In the present case, however, the jury accepted that Appellant suffered from extreme mental or emotional disturbance— a finding which apparently derived from the lay testimony concerning the negative effects of Appellant’s upbringing and life circumstances — yet it still returned a sentence of death. While I believe Dr. Dougherty’s opinions regarding the effects of childhood deprivation and abuse (or those of the Commonwealth’s expert for that matter) would have enhanced the defense mitigation case, it does not seem to me it would have added sufficient weight to persuade jurors who would render a *291sentence of death, although convinced that Appellant suffered from extreme impairments, to nevertheless impose a life sentence. Thus, ultimately I agree with the majority’s finding of insufficient prejudice.
Finally, regarding penalty-phase claim 3, I maintain my difference with the position that this Court’s decision in Commonwealth v. Lassiter, 554 Pa. 586, 722 A.2d 657 (1998) (plurality), represented a change in the law. See Commonwealth v. Spotz, 587 Pa. 1, 108-11, 896 A.2d 1191, 1255-57 (2006) (Saylor, J., concurring and dissenting). Although I recognize that the Spotz majority and other opinions have held differently, see Spotz, 587 Pa. at 79-82, 896 A.2d at 1238-39, the Court has never effectively reconciled the fact that Lassiter is couched as a plain-meaning interpretation of an existing statute, or Lassiter’s finding of deficient stewardship based on a failure to appreciate the plain meaning.
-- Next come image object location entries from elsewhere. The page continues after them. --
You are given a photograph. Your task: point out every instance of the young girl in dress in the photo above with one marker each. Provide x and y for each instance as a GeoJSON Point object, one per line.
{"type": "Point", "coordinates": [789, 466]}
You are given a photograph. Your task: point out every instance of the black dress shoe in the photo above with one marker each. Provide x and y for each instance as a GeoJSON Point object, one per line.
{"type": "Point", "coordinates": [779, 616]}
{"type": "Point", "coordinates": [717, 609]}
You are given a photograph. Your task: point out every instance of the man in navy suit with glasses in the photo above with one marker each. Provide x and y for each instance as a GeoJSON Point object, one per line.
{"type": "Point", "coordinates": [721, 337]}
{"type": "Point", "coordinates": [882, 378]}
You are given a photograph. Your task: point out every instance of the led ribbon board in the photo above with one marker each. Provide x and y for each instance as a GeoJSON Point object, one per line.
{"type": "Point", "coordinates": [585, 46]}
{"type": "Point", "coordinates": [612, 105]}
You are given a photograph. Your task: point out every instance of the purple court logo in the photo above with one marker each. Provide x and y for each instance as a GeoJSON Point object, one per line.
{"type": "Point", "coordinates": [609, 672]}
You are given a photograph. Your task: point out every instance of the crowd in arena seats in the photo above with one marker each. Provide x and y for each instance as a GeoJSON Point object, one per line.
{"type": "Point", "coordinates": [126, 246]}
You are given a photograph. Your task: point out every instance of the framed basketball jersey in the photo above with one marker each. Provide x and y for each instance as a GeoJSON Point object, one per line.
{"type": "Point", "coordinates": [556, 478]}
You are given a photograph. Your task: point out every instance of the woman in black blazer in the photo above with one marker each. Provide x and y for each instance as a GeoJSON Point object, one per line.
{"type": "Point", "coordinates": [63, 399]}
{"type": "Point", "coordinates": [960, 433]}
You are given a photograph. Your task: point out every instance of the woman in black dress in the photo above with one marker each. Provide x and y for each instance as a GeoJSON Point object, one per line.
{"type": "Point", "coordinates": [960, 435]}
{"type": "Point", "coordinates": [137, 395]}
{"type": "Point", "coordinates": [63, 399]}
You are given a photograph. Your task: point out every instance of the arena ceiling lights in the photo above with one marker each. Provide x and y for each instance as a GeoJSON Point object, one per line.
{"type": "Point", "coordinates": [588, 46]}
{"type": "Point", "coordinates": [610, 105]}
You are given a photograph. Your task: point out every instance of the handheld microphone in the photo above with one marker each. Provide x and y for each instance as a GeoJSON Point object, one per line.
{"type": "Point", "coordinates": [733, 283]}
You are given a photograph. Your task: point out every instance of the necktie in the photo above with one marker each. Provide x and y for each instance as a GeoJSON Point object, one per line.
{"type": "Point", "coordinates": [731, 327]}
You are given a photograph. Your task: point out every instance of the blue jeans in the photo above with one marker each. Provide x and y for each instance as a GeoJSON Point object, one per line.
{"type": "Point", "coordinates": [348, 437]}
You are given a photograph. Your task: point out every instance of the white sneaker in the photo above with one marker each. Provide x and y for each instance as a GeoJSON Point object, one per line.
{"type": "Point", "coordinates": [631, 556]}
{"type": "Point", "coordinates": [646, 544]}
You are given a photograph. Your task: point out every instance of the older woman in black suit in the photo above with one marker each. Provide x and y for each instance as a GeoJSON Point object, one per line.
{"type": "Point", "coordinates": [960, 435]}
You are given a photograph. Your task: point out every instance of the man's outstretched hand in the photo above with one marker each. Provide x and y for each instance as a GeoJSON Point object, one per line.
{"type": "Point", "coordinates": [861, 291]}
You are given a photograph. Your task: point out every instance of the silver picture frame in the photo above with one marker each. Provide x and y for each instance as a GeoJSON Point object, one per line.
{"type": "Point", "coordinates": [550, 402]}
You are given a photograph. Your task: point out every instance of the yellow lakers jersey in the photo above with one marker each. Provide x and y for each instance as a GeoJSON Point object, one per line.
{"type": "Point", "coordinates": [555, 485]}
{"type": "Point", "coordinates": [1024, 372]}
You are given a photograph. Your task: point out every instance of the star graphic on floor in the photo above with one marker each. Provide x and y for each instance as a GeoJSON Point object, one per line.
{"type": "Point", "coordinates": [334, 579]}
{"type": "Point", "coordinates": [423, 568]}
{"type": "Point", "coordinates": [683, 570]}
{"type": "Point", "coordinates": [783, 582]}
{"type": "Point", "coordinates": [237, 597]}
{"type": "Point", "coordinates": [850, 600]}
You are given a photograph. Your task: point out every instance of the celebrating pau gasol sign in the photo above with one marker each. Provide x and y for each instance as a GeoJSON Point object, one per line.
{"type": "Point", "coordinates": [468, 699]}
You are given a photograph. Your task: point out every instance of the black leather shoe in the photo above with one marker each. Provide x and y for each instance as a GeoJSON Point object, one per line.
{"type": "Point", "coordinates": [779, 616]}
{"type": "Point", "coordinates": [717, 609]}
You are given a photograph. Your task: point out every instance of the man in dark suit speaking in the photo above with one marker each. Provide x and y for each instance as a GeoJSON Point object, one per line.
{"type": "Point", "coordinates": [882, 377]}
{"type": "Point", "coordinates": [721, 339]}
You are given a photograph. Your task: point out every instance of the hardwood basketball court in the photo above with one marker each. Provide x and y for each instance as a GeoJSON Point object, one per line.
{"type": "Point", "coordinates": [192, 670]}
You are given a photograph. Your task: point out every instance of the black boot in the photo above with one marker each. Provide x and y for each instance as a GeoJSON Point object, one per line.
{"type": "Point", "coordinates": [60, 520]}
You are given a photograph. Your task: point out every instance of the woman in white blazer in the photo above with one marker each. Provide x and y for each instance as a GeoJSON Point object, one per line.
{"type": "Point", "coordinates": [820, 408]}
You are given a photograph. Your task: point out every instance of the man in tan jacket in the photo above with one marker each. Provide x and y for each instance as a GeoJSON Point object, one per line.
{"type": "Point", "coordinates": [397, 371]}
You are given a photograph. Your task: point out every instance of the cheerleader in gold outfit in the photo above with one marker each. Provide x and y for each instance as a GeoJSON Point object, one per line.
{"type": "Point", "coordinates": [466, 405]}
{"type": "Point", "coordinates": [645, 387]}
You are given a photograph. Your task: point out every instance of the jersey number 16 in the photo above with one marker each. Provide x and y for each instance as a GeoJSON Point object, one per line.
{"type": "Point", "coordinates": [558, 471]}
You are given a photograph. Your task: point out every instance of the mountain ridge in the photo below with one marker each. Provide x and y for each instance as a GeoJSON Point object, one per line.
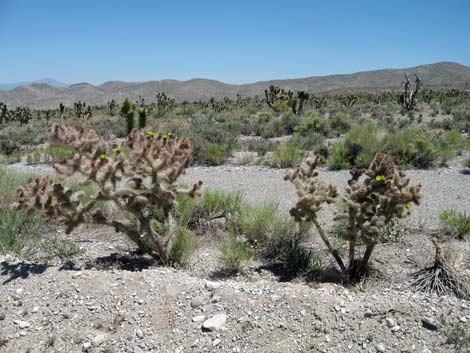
{"type": "Point", "coordinates": [43, 95]}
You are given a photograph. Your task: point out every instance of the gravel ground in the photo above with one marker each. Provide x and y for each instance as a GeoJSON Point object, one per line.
{"type": "Point", "coordinates": [443, 188]}
{"type": "Point", "coordinates": [97, 302]}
See Lassiter, 554 Pa. at 596, 722 A.2d at 662 (“Clearly, trial counsel could have no reasonable basis for failing to explain to the appellant that a strong argument could be made that the death penalty could not be applied to her under Pennsylvania law,” as the (d)(6) aggravator does not apply to an accomplice who does not commit the killing.). Under such circumstances, I cannot see how it can reasonably be maintained that Lassiter represents an affirmative change in the law, insulating present counsel from an ineffectiveness challenge. Thus, I believe the circumstance meets an exception to the doctrine of stare decisis, which, as a general rule, requires respect for precedent. See Mayhugh v. Coon, 460 Pa. 128, 135, 331 A.2d 452, 456 (1975).
. For example, the prosecutor repeatedly argued:
But, like I said, Ladies and Gentlemen, the mind of a killer, it doesn’t care about the law. He doesn’t care about killing. He showed you through his words and actions that killing is no big deal to him, and he wants you to feel the same way.
*288N.T., April 10, 1995, at 116.
. Indeed, the prosecutor specifically and repeatedly referenced all three killings in furtherance of his “mind of a killer” theme. See, e.g., N.T., April 10, 1995, at 114-15 (reflecting the following comments of the prosecutor concerning Appellant, "He doesn’t care about killing. He doesn’t care about the law.... What's the difference between two murders and three?”).